Two of the most expensive question marks concerned what are shaping up to be two of Cuomo’s signature proposals this year. He began the year by unveiling a pledge to cover the cost of tuition at state colleges for hundreds of thousands of middle- and low-income New Yorkers, a plan that his administration estimated would cost $163 million a year by 2019, but that experts have warned could ultimately cost far more.

He has also put a $10 billion overhaul of Kennedy International Airport at the center of his ambitious infrastructure agenda, but few details have emerged about its funding, apart from suggestions that up to $7 billion could come from private sources. At least $1.5 billion to $2 billion of it will come from the state Department of Transportation, which will improve the roadways leading to the airport, according to the proposal.

For Democrats in the Assembly, it was obvious how part of the 2017 budget should be funded — by extending the so-called millionaires’ tax, which covers state taxpayers making more than $1 million a year.
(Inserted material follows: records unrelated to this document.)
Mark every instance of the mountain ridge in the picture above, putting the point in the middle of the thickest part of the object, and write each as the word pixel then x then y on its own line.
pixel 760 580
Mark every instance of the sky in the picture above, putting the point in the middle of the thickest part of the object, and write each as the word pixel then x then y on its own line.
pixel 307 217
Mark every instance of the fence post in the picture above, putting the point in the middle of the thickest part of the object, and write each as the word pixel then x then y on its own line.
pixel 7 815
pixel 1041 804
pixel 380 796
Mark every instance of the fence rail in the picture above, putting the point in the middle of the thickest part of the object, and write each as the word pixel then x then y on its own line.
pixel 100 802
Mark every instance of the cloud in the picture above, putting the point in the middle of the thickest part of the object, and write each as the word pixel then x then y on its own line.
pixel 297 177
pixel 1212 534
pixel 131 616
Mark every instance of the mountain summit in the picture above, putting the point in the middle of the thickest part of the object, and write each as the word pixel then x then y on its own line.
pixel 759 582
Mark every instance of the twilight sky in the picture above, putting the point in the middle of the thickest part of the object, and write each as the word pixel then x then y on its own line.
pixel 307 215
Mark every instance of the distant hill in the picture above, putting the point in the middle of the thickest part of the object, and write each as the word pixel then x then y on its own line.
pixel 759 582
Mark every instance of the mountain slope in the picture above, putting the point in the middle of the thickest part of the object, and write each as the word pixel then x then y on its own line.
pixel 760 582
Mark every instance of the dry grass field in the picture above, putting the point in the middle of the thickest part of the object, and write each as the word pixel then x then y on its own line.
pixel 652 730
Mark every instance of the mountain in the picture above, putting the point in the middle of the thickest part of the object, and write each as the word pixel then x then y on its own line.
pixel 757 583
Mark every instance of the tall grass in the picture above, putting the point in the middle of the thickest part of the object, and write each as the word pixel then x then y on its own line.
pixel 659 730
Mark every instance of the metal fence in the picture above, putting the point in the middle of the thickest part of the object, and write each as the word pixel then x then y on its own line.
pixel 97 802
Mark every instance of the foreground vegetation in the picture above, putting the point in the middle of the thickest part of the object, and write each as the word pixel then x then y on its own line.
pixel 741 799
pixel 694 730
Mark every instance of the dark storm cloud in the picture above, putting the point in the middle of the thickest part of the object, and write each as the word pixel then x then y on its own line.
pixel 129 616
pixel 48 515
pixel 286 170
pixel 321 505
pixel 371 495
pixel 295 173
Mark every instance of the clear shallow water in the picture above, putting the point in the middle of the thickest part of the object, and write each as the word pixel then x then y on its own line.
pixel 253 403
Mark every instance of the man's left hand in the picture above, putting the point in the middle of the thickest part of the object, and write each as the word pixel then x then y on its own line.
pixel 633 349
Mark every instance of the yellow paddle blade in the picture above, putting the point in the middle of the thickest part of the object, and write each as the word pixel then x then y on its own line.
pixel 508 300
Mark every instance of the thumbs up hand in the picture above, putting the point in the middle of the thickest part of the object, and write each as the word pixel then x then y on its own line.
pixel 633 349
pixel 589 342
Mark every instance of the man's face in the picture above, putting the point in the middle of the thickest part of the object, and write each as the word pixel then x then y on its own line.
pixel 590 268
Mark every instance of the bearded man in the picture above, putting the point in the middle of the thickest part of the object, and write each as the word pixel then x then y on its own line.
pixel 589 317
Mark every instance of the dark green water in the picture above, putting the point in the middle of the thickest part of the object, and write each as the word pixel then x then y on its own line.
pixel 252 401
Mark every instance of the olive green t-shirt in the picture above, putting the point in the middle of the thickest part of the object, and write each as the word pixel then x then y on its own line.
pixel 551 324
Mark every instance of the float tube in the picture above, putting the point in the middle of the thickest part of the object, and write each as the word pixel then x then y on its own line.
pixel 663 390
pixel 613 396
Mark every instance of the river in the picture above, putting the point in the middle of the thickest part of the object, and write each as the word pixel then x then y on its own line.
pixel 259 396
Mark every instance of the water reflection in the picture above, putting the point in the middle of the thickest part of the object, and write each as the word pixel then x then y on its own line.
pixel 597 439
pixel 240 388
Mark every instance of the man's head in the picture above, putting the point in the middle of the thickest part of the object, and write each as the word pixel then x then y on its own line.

It is scheduled to expire this year.

Carl E. Heastie, the Bronx Democrat who serves as the Assembly speaker, seemed to suggest on Tuesday that the millionaires’ tax would be a top priority for his conference, as would education funding and criminal justice reform. “There’s going to be federal action, we’re being told, that will probably make some of our millionaires even more millionaires,” Heastie said, apparently referring to tax cut plans hinted at by Trump. “So we believe that this is the time for us to do this.”

Last year, the Assembly proposed applying the state’s highest tax rate — 8.82 percent — on those earning more than $1 million, as well as creating new rates for higher wage earners. This year, the Assembly may extend that idea further, to even higher rates for multimillionaires.

Cuomo has said he is open to an extension of the millionaires’ tax, but, as expected, the Senate has already signaled opposition.

The Senate majority leader, John J. Flanagan, said he did not agree with the idea of the millionaires’ tax, saying it could encourage wealthy New Yorkers to flee the state. “A lot of those people, they can move tomorrow,” he said.

Flanagan said the governor had proposed a $1 billion increase in education funding. He added that “a lot of our members” have concerns about Cuomo’s tuition-free plan for state colleges, noting some concern from private educational institutions.

But Flanagan said there was consensus between his conference and the governor on limiting property taxes and cutting middle-class tax rates. He added that while Cuomo had noted the looming deficit, he did not offer details about how that would be addressed.

And while there will quite likely be many issues on which they disagree, both Heastie and Flanagan said that reports of bad blood between the State Senate and the governor may have been overstated.